What plot could we use to look at these data?
How can we summarize these data?
– correlation (r)
– slope + intercept (fit a line)
– Is bounded between [-1, 1]
– Measures the strength + direction of a linear relationship
What do I mean by linear relationship?
What do I mean by strength?
What do I mean by direction?
Let’s find the correlation coefficient between our two variables
syntax: cor(x, y)
– correlation (r) ✔️
– slope + intercept (fit a line)
How do we suppose that this line was fit?
\(e_i = y - \hat{y}\)
where y is an observed value, and \(\hat{y}\) is the predicted value based on the line!
Minimize the residual sums of squares: \(\sum (y_i - \hat{y_i})^2\)
– Prediction
– Interpretation
– Hypothesis testing to test for a relationship (May or may not cover in class; I’ll post readings)
Have you heard of \(y = mx + b\) ?
Let me introduce you to:
Population level: \(y = \beta_o + \beta_1*x + \epsilon\)
Sample: \(\hat{y} = \hat{\beta_o} + \hat{\beta_1}*x\)

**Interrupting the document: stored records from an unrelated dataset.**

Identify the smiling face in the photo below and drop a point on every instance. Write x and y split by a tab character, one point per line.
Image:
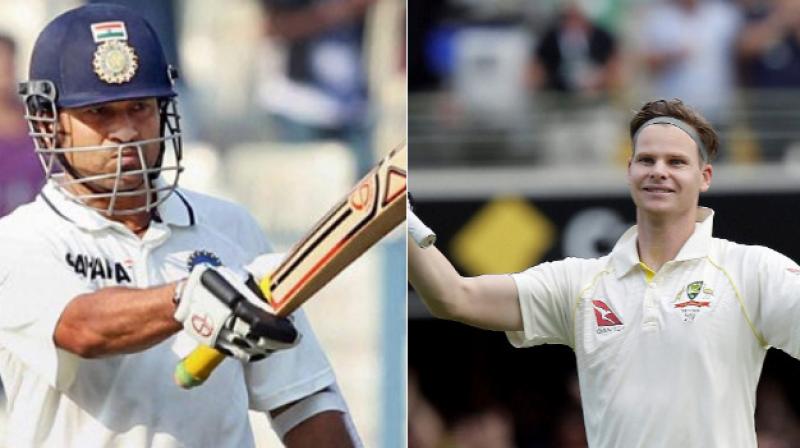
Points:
111	124
666	174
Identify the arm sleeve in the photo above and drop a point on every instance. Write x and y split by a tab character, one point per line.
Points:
545	300
34	291
778	308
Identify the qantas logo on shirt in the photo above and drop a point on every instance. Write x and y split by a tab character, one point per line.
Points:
607	319
695	298
94	268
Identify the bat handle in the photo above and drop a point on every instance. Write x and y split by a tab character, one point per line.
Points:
195	369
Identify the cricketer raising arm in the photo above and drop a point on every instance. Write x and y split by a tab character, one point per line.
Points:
670	329
103	277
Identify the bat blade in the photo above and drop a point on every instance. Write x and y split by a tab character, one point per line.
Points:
374	207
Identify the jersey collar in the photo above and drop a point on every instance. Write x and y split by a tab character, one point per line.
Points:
175	210
625	255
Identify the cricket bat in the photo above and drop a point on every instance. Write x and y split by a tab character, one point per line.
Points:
375	206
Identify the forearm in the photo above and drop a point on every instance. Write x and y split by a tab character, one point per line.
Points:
117	320
438	284
326	429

\(\hat{y}\) (yhat) = predicted value of y
\(\hat{\beta_o}\) (b) = estimated intercept
\(\hat{\beta_1}\) (b1) = estimated slope
\(x\) = explanatory variable
– What is an intercept?
– What is a slope coefficient?
Call:
lm(formula = flipper_length_mm ~ bill_length_mm, data = penguins)
Residuals:
Min 1Q Median 3Q Max
-43.708 -7.896 0.664 8.650 21.179
Coefficients:
Estimate Std. Error t value Pr(>|t|)
(Intercept) 126.6844 4.6651 27.16 <2e-16 ***
bill_length_mm 1.6901 0.1054 16.03 <2e-16 ***
---
Signif. codes: 0 '***' 0.001 '**' 0.01 '*' 0.05 '.' 0.1 ' ' 1
Residual standard error: 10.63 on 340 degrees of freedom
(2 observations deleted due to missingness)
Multiple R-squared: 0.4306, Adjusted R-squared: 0.4289
F-statistic: 257.1 on 1 and 340 DF, p-value: < 2.2e-16
\(\hat{y} = \hat{\beta_o} + \hat{\beta_1}*x\)
\(\widehat{\text{flipper length}} = 126.68 + 1.69*\text{bill length}\)
How do we interpret the intercept? How do we interpret the slope coefficient?
bill length of 1
\(\widehat{\text{flipper length}} = 126.68 + 1.69*\text{bill length}\)
\(\widehat{\text{flipper length}} = 126.68 + 1.69*1\)
\(\widehat{\text{flipper length}} = 128.37\)
bill length of 2
\(\widehat{\text{flipper length}} = 126.68 + 1.69*2\)
\(\widehat{\text{flipper length}} = 126.68 + 3.38\)
\(\widehat{\text{flipper length}} = 130.06\)
130.06 - 128.37 = 1.69 (The amount we move up as bill length increased by 1 mm)
For a 1 mm increase in bill length we estimate a 1.69 mm increase in mean flipper length
For a 1 mm increase in bill length, we estimate on average, a 1.69 mm increase in flipper length.
We are estimating the mean flipper length, because our model is calculating the expected value of flipper length at a given bill length.
The phrase expected value is a synonym for mean value in the long run (meaning for many repeats or a large sample size).
\(\widehat{\text{flipper length}} = 126.68 + 1.69*\text{bill length}\)
\(\widehat{\text{flipper length}} = 126.68 + 1.69*0\)
\(\widehat{\text{flipper length}} = 126.68 + 0\)
\(\widehat{\text{flipper length}} = 126.68\)
We \(\widehat{estimate}\) a mean flipper length of 126.68 mm for a penguin that has a bill length of 0 mm.
How would we use this line for prediction? What would we predict a penguin’s flipper length to be if a penguin had a bill length of 50mm?
\(\widehat{\text{flipper length}} = 126.68 + 1.69*\text{bill length}\)
\(\widehat{\text{flipper length}} = 126.68 + 1.69*50\)
== 211.18mm
We would predict a penguin with a bill length of 50 mm to have an average flipper length of 211.18 mm.